There are two types of Alpacas – Huacaya (wah-kye-ya) and Suri (sir-ee). We’ve decided on Huacaya’s – with their teddy bear-like fleece and faces they’re pretty hard to resist.
We have two more farm visits lined up for the next couple of weekends. One is very close to home and I’m hopeful that I’ll be able to board (agisting in the Alpaca world) my Alpacas there. We’ve decided to start with three females and the plan is to use/sell the fiber and breed. We’ve also decided to keep our first cria (baby Alpaca). I’m also looking forward to having “therapy” Alpacas. Being an energy healer (i.e. Reiki and other healing modalities) I am always looking for ways to help others, and I can’t think of anything better than teaming up with an Alpaca to provide a service which I know will be healing physically, mentally, emotionally, and spiritually.

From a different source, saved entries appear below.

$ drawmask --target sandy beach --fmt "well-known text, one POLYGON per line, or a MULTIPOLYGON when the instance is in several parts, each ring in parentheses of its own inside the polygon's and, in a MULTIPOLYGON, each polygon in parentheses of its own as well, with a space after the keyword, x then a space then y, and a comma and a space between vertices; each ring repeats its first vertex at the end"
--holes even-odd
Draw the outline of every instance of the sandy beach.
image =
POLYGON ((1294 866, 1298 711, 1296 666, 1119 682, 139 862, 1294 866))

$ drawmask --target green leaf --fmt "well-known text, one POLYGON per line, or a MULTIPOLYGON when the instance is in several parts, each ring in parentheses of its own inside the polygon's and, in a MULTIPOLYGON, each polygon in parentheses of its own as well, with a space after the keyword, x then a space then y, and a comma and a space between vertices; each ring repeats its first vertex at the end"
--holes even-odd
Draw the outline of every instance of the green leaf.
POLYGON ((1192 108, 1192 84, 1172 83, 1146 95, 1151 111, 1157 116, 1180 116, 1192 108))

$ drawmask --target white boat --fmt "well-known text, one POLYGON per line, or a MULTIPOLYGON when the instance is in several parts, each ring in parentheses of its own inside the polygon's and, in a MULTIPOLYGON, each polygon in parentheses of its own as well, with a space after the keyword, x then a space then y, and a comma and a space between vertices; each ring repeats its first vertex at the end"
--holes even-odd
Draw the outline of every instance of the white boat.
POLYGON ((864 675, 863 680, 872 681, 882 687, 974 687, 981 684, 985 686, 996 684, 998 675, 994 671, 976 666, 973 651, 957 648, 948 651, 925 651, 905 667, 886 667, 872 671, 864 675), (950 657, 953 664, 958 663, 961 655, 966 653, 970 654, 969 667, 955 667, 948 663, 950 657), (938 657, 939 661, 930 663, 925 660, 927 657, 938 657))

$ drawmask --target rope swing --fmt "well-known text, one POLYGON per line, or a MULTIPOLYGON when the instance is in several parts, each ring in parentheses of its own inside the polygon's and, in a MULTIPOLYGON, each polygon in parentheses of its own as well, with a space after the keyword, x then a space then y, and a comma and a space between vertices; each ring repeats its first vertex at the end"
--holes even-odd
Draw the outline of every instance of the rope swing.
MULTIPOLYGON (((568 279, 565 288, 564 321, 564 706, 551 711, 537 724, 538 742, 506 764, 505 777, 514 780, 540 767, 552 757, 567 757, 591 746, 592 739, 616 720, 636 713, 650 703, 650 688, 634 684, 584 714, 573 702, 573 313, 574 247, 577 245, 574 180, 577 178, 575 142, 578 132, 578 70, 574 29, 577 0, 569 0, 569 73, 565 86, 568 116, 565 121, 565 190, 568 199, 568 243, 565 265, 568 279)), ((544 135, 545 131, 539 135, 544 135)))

We’re planning on attending the Wisconsin Alpaca & Fiber Show in West Bend on April 25 & 26, 2015. I’m looking forward to seeing the Halter and Fleece Shows and learning a lot in the free seminars. I might even take in a class!
So for now we’re positioning ourselves to buy a farm and begin this new phase in our lives. We’re taking it slowly (well, trying too!), learning as much as we can and enjoying ourselves. Meeting new people, attending and participating in events, and growing a relationship with these amazing animals as well as with other Alpaca owners. Although this is going to be our “business” we want to be able to find joy in every day – grateful for the opportunity to pursue something we love – being out in nature, being with animals and farming.
Brian and I are looking into the future and visualizing what we want our “retirement” to look like. We have decided to fulfill our dream of owning a farm and have set our course to that end. It may take us two or three years to get into position, but we are determined and know that it will happen. It feels good to know that we have goals and are looking forward to something that we can enjoy together, as a team.